Anteontem, Dino também determinou que a Presidência da República e as mesas diretoras da Câmara e do Senado apresentem, no prazo de dez dias, uma proposta de matriz de responsabilidades para definir as atribuições de cada órgão no controle e fiscalização das emendas parlamentares.
Rastreabilidade
Entre os problemas mais recorrentes identificados pelo TCU estão falhas na transparência e na rastreabilidade dos recursos. Segundo os auditores, em diversos casos os valores foram movimentados em contas bancárias que não eram exclusivas para as transferências especiais, além da ausência de envio de relatórios parciais e finais de execução ao sistema Transferegov br. Falhas que representam um prejuízo estimado em R$ 26,36 milhões.

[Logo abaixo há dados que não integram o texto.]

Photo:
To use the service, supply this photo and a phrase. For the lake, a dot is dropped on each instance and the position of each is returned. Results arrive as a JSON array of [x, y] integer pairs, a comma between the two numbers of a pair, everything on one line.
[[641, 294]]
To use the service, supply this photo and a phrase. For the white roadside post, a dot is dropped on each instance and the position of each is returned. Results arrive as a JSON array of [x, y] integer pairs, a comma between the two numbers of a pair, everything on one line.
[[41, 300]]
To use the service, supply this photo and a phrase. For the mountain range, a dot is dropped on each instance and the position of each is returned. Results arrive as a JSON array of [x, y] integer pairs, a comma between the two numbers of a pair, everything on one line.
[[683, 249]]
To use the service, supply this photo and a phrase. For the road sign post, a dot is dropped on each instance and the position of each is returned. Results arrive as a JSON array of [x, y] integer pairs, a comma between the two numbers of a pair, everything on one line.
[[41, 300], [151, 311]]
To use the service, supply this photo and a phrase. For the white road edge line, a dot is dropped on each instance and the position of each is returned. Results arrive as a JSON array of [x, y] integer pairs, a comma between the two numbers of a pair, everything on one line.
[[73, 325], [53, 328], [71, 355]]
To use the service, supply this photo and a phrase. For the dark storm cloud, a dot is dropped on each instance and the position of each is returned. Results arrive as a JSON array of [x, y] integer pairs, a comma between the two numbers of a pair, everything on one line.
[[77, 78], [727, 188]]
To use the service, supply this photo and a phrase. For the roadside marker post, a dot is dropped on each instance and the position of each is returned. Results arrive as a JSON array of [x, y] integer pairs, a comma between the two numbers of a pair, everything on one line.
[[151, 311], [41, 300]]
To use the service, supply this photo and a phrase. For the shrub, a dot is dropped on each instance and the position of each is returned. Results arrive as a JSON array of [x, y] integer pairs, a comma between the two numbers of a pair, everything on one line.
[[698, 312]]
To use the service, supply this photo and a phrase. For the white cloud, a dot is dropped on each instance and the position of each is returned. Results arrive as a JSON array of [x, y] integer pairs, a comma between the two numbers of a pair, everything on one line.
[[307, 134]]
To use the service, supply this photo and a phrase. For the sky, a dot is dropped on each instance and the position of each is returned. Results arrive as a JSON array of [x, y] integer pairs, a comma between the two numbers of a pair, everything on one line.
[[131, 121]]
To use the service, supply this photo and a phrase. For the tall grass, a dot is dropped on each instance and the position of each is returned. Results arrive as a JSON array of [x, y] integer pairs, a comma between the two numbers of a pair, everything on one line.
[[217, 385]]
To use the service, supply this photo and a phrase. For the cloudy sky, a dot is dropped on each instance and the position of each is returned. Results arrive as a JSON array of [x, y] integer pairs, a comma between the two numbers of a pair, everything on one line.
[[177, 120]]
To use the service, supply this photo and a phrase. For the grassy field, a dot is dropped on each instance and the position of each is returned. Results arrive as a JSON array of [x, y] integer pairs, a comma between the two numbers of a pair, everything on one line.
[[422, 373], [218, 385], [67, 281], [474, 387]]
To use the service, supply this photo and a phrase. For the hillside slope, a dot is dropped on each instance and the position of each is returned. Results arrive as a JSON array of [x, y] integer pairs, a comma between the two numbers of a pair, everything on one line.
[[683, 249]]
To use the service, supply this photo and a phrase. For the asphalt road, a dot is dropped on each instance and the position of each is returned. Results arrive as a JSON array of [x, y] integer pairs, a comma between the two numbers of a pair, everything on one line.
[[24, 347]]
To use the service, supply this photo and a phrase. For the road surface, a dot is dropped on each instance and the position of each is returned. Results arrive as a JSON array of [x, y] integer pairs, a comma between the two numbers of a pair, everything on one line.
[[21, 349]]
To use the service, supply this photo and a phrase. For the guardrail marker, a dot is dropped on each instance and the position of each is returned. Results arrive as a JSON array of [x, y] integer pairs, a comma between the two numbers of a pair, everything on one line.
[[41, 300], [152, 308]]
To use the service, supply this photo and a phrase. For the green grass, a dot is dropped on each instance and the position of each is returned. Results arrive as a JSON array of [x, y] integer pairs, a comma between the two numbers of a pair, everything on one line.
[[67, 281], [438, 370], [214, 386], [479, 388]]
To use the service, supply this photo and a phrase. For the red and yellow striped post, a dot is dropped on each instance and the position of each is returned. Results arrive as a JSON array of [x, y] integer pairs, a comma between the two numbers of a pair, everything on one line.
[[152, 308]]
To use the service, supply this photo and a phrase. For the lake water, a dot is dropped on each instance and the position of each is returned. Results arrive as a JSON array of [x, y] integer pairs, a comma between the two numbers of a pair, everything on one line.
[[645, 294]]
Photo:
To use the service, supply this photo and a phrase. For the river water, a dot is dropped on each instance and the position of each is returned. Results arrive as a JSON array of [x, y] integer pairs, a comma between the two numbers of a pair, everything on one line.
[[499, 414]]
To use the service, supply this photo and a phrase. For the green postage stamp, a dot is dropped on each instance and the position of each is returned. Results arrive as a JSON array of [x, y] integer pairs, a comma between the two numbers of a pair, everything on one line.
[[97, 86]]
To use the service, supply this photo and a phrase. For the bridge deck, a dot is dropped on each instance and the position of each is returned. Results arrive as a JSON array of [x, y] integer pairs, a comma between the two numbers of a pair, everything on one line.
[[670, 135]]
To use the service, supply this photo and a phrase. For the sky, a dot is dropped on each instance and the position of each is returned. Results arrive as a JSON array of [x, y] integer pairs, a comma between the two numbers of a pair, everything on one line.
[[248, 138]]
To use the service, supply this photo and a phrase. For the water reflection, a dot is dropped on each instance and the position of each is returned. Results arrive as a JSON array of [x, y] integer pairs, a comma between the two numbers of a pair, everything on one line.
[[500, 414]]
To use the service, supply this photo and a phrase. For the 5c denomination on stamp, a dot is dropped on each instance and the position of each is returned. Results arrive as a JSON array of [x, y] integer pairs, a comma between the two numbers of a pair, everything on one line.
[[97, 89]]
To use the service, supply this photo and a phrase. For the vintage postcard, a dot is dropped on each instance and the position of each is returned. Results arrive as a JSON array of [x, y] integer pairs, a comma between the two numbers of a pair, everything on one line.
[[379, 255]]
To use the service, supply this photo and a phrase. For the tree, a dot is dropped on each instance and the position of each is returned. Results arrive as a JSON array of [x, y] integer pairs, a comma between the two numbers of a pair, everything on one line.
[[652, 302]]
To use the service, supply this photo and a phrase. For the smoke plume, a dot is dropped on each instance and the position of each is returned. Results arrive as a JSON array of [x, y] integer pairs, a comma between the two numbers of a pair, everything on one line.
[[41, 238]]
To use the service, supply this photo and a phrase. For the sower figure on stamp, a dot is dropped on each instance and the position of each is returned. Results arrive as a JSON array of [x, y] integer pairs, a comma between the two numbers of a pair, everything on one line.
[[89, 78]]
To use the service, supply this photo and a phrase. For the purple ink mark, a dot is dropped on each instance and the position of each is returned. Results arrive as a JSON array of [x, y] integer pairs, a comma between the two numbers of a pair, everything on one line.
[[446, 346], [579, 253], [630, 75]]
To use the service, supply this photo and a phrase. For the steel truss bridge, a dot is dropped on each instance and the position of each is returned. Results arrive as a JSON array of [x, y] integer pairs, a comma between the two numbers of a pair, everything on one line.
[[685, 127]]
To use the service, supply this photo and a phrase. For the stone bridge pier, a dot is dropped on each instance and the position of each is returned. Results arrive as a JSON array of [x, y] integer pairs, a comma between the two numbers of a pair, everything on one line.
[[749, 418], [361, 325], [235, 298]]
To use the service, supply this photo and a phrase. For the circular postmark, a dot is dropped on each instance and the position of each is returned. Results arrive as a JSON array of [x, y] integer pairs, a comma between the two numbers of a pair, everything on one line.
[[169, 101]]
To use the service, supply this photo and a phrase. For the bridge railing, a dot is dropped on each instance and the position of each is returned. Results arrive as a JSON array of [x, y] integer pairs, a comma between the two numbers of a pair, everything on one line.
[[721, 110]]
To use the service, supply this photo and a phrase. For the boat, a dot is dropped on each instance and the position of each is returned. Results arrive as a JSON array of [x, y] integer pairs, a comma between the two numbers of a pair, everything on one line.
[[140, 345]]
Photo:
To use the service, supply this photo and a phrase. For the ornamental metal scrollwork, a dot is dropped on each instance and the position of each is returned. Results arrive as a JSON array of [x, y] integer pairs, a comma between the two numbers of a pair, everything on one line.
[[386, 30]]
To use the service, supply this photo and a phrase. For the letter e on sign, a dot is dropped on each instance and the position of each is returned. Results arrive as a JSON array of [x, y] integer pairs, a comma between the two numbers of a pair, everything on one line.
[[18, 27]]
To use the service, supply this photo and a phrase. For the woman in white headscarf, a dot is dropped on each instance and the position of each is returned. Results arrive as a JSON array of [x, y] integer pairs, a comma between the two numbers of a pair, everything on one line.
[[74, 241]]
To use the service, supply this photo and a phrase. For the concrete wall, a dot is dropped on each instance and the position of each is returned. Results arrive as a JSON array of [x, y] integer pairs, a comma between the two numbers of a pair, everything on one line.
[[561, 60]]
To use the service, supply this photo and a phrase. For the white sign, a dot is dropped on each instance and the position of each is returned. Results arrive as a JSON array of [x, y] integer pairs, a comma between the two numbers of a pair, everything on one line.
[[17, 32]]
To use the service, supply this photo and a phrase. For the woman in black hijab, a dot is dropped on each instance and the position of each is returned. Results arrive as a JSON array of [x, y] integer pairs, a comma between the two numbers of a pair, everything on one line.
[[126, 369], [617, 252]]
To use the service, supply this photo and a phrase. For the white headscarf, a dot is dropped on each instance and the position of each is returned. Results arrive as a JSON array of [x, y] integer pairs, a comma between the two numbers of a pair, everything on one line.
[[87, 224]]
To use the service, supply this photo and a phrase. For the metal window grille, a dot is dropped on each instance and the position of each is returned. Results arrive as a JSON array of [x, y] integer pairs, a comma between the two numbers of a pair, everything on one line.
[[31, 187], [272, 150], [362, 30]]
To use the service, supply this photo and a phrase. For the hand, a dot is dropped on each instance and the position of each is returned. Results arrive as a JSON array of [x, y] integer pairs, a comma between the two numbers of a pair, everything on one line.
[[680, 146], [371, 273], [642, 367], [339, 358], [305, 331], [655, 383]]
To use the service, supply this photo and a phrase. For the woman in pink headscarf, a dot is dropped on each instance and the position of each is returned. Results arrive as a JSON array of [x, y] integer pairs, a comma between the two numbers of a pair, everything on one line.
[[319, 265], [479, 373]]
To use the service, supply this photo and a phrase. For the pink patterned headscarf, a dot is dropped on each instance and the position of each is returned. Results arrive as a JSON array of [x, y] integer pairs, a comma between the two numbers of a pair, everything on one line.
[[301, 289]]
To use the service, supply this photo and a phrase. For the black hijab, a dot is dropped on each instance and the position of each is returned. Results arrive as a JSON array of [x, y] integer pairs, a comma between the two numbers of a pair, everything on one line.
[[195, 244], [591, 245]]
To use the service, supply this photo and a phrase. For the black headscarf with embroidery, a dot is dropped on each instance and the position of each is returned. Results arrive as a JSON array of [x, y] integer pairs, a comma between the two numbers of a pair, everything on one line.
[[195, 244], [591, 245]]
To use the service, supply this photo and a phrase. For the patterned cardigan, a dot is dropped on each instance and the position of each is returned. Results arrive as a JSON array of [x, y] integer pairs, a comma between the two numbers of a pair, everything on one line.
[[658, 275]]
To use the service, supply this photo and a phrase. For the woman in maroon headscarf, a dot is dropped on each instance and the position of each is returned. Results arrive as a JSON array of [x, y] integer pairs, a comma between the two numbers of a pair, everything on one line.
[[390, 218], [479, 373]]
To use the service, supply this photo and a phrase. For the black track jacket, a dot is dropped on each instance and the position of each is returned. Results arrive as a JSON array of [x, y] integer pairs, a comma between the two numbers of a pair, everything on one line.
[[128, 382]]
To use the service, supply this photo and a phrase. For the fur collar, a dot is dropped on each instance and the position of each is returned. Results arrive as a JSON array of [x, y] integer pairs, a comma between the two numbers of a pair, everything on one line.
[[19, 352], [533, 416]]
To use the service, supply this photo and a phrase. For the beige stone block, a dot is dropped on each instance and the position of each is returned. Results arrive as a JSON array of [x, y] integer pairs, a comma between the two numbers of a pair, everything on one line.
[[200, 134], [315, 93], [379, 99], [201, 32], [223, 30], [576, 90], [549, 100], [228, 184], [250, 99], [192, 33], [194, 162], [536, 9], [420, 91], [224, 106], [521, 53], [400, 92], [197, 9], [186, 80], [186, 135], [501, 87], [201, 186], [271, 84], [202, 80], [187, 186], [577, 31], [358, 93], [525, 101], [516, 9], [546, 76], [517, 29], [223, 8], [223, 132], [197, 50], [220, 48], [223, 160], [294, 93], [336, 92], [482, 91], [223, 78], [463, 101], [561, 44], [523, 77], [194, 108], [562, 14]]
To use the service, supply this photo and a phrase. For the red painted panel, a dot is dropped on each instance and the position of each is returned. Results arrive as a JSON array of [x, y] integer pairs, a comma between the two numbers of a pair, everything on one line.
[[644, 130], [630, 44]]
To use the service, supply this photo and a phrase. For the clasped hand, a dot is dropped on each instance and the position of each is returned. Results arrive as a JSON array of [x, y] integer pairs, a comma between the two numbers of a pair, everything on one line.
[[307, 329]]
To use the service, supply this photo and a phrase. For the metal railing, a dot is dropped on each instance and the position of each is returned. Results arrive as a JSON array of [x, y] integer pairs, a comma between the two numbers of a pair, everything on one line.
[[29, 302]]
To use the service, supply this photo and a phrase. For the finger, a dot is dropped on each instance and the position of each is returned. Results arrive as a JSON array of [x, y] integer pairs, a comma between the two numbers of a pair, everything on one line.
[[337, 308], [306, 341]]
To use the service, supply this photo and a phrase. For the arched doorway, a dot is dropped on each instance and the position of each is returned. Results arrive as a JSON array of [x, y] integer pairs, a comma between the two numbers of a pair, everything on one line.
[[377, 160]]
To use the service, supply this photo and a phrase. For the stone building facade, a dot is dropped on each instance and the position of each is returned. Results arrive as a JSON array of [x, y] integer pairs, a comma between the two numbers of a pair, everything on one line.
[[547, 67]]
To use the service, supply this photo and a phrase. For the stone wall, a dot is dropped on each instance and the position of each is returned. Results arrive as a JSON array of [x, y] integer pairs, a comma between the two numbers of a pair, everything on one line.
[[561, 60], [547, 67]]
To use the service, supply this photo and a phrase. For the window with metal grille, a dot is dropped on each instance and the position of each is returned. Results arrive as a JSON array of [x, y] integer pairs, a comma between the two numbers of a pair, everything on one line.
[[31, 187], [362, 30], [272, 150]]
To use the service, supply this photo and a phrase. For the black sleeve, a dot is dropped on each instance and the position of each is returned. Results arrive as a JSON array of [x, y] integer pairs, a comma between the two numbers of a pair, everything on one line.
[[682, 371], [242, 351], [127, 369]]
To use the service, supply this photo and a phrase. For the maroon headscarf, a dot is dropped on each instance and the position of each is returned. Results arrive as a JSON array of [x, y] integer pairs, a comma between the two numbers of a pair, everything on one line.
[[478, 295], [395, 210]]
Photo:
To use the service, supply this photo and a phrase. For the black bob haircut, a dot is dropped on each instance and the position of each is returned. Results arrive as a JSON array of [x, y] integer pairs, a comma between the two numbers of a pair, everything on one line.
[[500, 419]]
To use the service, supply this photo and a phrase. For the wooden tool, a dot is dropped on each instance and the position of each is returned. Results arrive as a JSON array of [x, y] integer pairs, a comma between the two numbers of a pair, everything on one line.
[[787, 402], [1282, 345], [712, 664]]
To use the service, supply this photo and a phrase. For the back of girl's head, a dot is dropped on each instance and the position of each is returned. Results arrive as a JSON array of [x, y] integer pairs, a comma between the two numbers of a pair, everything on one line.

A auditoria também encontrou pagamentos realizados sem documentação jurídica ou fiscal considerada idônea, despesas incompatíveis com a finalidade da transferência especial e desembolsos sem comprovação da execução dos serviços ou da quantidade de bens contratados. O dano estimado chega a R$ 14,96 milhões.
Outro grupo de irregularidades envolve a execução de obras e serviços. Os técnicos identificaram empreendimentos parcialmente ou totalmente não executados, além de indícios de superfaturamento de preços, com prejuízo calculado em R$ 14,1 milhões.
Foram constatadas aindafraudes em processos licitatórios e contratações de empresas declaradas inidôneas. Segundo o TCU, foram instaurados processos de tomada de contas especial, mecanismo usado para identificar os responsáveis pelos danos e buscar o ressarcimento dos recursos públicos.